Carmen McEvoy

“Toda vida consiste en muchos días”, nos recordó James Joyce en “Ulises”, una obra monumental que le tomó siete años escribir (entre Zúrich y Trieste) y que, la semana pasada, cumplió 102 años de concluida en París, donde finalmente vio la luz en el día del cumpleaños de su autor. Y es que, siguiendo el razonamiento de un dublinés genial, aunque incomprendido en su patria de origen, “caminamos a través de nosotros mismos” enfrentando “ladrones, fantasmas, gigantes, viejos, jóvenes, esposas, cuñados adulterinos” y, por ahí, en un golpe de conciencia algún fragmento de lo que somos en realidad.

Ciertamente, toda experiencia humana es, al fin y al cabo, un viaje personal de autoconocimiento que demanda un alto nivel de honestidad. De esta fascinante odisea individual dio cuenta Joyce en el “Ulises”, pero también en “Los muertos” (el último cuento de su extraordinario “Dublineses”), donde se propuso penetrar –en especial, en su párrafo final– en la mente de un atormentado Gabriel Conroy en el contexto de una nevada que cubrió la planicie central irlandesa, pero también las colinas sin árboles, el mar negro y amotinado y las centenares de cruces de las tumbas de una isla, en manos del Imperio Británico. En dicho relato, Joyce le tomó el pulso al sentir de un personaje atrapado por un destino, al parecer inevitable, pero también por decisiones estrictamente personales. Así, el “alma” de Gabriel irá lentamente “desvaneciéndose” al escuchar la nieve caer a través de un universo que no hace más que recordarle el final inexorable que le espera no solo a él, sino “a todos los vivos y a los muertos” de la trágica Erin.

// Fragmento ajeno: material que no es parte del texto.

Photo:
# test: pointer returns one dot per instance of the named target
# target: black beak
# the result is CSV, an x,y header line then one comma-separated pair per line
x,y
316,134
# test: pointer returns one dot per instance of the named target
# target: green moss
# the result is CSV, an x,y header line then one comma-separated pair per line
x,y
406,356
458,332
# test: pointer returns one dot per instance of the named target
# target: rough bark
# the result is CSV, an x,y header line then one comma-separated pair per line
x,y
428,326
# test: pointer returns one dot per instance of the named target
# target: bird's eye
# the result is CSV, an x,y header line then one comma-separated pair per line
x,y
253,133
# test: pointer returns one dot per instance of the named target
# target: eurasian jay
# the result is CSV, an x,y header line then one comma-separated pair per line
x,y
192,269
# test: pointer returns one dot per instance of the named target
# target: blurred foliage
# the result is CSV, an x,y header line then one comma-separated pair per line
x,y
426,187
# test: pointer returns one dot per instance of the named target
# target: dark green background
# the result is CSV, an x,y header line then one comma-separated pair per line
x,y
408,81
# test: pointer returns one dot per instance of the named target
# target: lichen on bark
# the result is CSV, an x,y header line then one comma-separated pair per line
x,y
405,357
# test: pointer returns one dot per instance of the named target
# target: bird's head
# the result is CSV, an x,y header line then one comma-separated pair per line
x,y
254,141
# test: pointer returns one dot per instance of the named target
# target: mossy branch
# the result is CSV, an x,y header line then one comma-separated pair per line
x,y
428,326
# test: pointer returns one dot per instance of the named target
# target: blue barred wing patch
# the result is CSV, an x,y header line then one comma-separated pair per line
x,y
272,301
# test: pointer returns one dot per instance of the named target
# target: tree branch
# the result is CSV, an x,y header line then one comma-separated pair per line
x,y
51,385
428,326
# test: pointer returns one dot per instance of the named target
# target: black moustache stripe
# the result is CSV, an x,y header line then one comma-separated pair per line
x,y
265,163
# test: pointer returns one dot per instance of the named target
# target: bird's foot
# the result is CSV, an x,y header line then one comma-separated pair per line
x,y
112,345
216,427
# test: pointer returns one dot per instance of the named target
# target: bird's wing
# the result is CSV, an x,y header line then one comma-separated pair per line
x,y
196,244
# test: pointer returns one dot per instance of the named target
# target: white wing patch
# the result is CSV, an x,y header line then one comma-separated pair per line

Mientras Joyce, universalizó a Dublín e incluso visibilizó la amargura, frustración y fatalismo de sus habitantes, Juan Ramón Jiménez, su contemporáneo, extendió la búsqueda joyceana señalando que existía una versión alternativa de cada uno de nosotros, que no solo era mucho más luminosa sino, además, poco conocida a pesar de que nos habitaba. El Premio Nobel de Literatura español, a quien muchos descubrimos en su entrañable “Platero y yo”, develó en su magnífico poema “Yo no soy yo” a un otro que “callaba sereno”, cuando su némesis se empeñaba en vociferar y que perdonaba cuando el odio tomaba por asalto la mente de quien convive con él e incluso, en palabras de Jiménez, le sobreviviría cuando todo acabara. Resulta obvio que el exilio de Joyce, quien nunca regresó a ese Dublín de su imaginación y sus pesares, lo marcó de por vida. Y, por ello, su obra expresa no solo la ausencia física y emocional de una nación marcada por la diáspora, sino también la huella imborrable de una cultura católica que, junto con la tutela imperial, asfixiaba a las mentes creativas impidiéndoles la trascendencia y negándoles el reconocimiento anhelado. “He puesto tantos enigmas y acertijos que la novela (refiriéndose a ‘Ulises’) mantendrá ocupados a los profesores durante siglos, discutiendo acerca de lo que quise decir. Esa es la única manera de asegurarse la inmortalidad”, señaló Joyce. En el caos de las mentes de sus personajes, siempre dialogando con ellos mismos, el autor descubre sus múltiples rostros pero también la complejidad de un mundo sufriente.

Invadida y humillada en un sinnúmero de ocasiones, Irlanda resistió de todas las maneras imaginables y de ello dio cuenta la alegría y fortaleza de una de sus hijas más entrañables. “Irlanda portátil” es como denomina el escritor a la mujer con la que sostuvo una relación no convencional y con la que mantuvo una correspondencia altamente erótica que expresa la confianza inmensa que se tenían. Nacida en Galway, Nora Barnacle, una modesta camarera de un hotel en Dublín, inspirará el personaje joyceano de Molly Bloom. “No hay partícula de mi amor que no sea tuya”, le escribe el innovador literario, expresando su necesidad de darle todo, desde su conocimiento, emociones, remordimientos hasta sus esperanzas. Esa “alma honorable” de Galway condensaba para el dublinés las imágenes de la belleza del mundo, de la vida y de la pureza espiritual en las que creía, en la utópica Irlanda de su infancia. “Nora era muy fuerte, ella era una roca y pienso que Joyce no hubiera podido escribir ninguno de sus libros sin ella”, recordaría años después y con orgullo su nieto. Vaya esta columna en homenaje a las bodas de plata de las relaciones diplomáticas peruano-irlandesas y en recuerdo de mi paso por la Embajada del Perú en Irlanda, en el que recorrí el Dublín de Joyce. ¡Fueron tiempos de aprendizaje e inmensa felicidad en la tierra de mis ancestros!